Source Code Naming Convention

Check docs/naming-convention.md for details.

Generate Document

$ make doc

Performance

After integrating dcurl into IRI, performance of attachToTangle is measured as the following.

  • Setting: MWM = 14, 200 attachToTangle API requests with each containing 2 transactions
  • Local CPU:
    • AMD Ryzen Threadripper 2990WX 32-Core Processor
    • 2 PoW tasks at the same time
    • Each task uses 32 CPU threads to find nonce
    • SIMD enabled
  • Remote worker:
    • The board with Intel/Altera Cyclone V SoC
    • 1 PoW task at the same time in a board
    • FPGA acceleration enabled
    • Connected with local network

Conclusion

Except the original IRI, the other instances use the DLTcollab/IRI instead of iotaledger/IRI.

IRI version attachToTangle API behavior Effect
IOTA IRI One transaction bundle at the same time (Synchronized) Transactions of a bundle are calculated one by one
DLTCollab IRI Multiple transaction bundles at the same time Transactions of different bundles compete for the PoW calculation resources

The original IRI should be the slowest one since it does not contain any PoW acceleration. However, the graph is different from the expectation. This is caused by 2 factors:

  • The graph shows the execution time of each API request instead of the overall throughput.
  • The table shows that there are competition of the PoW resources, which means the execution time would be longer than expected.

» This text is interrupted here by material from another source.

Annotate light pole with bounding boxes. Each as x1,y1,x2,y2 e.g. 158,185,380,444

And from the graph we can see that 4 remote workers would be a good choice to accelerate PoW.

IRI Adaptation

Modified IRI accepting external PoW Library Supported IRI version: 1.7.0

Load the external dcurl shared library from the installed JAR file

  • $ cd ~/iri && make check
  • $ java -jar target/iri.jar -p <port> --pearldiver-exlib dcurl

Adoptions

Here is a partial list of open source projects that have adopted dcurl. If you are using dcurl and would like your projects added to the list, please send pull requests to dcurl.

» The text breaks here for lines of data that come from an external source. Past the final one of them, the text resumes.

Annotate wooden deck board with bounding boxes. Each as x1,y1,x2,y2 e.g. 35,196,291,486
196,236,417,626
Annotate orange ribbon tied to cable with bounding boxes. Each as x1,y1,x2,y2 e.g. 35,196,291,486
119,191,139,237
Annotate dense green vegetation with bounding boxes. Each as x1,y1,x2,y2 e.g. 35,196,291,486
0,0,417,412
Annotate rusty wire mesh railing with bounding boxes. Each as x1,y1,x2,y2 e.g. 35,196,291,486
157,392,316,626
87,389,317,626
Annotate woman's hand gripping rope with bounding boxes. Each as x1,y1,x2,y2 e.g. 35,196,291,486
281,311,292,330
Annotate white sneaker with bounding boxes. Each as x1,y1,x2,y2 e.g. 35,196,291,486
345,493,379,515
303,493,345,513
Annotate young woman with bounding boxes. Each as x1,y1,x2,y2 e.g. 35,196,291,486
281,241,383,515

  1. iota-gpu-pow: IOTA PoW node
  • You can construct a IOTA PoW node, which uses ccurl by default
  • Generate a drop-in replacement for ccurl and acquire performance boost.
    • $ make BUILD_COMPAT=1 check
    • $ cp ./build/libdcurl.so <iota-gpu-pow>/libccurl.so
  1. iota.keccak.pow.node.js: IOTA PoW node using the iota.keccak.js implementation
  • iota.keccak.js can be used to build high performance node-js spammers but is also capable of signing inputs for value bundles. Using a smart implementation and remote PoW, it is capable of performing > 100 TPS for IRI.
  1. IOTA PoW Hardware Accelerator FPGA for Raspberry Pi took dcurl for prototyping.
  1. tangle-accelerator: caching proxy server for IOTA, which can cache API requests and rewrite their responses as needed to be routed through full nodes.
  • An instance of Tangle-accelerator can serve thousands of Tangle requests at once without accessing remote full nodes frequently.
  • As an intermediate server accelerateing interactions with the Tangle, it faciliates dcurl to perform hardware-accelerated PoW operations on edge devices.

FAQ

  • What is binary encoded ternary?

    It is a skill to transform the ternary trit value to two separate bits value.
    Hence multiple trits can be compressed to two separate data of the same data type and fully utilize the space.

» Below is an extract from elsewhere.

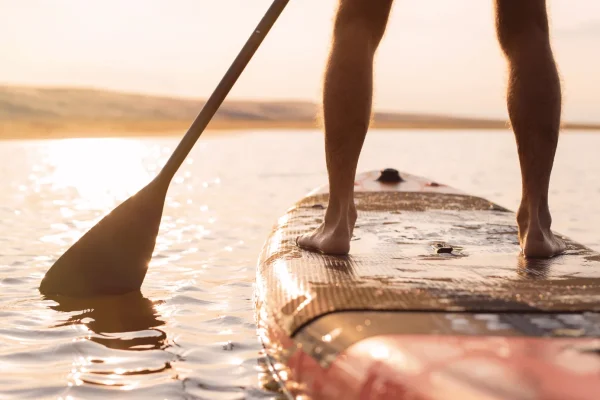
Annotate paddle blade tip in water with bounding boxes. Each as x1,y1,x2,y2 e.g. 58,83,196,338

  • Can the project Batch Binary Encoded Ternary Curl be applied to dcurl?

    The answer is no.
    They both use the same skill, binary encoded ternary.
    However, their purpose are totally different.

    • bct_curl:

      Focus on hashing the multiple data of the same length at the same time.
      It ends when the hashing is finished.

    • dcurl:

      Focus on trying the different values of one transaction at the same time to find the nonce value.
      The procedure of finding the nonce value also does the hashing.
      However, it ends when the nonce value is found, which means one of the values is acceptable.

Licensing

dcurl is freely redistributable under the MIT License. Use of this source code is governed by a MIT-style license that can be found in the LICENSE file.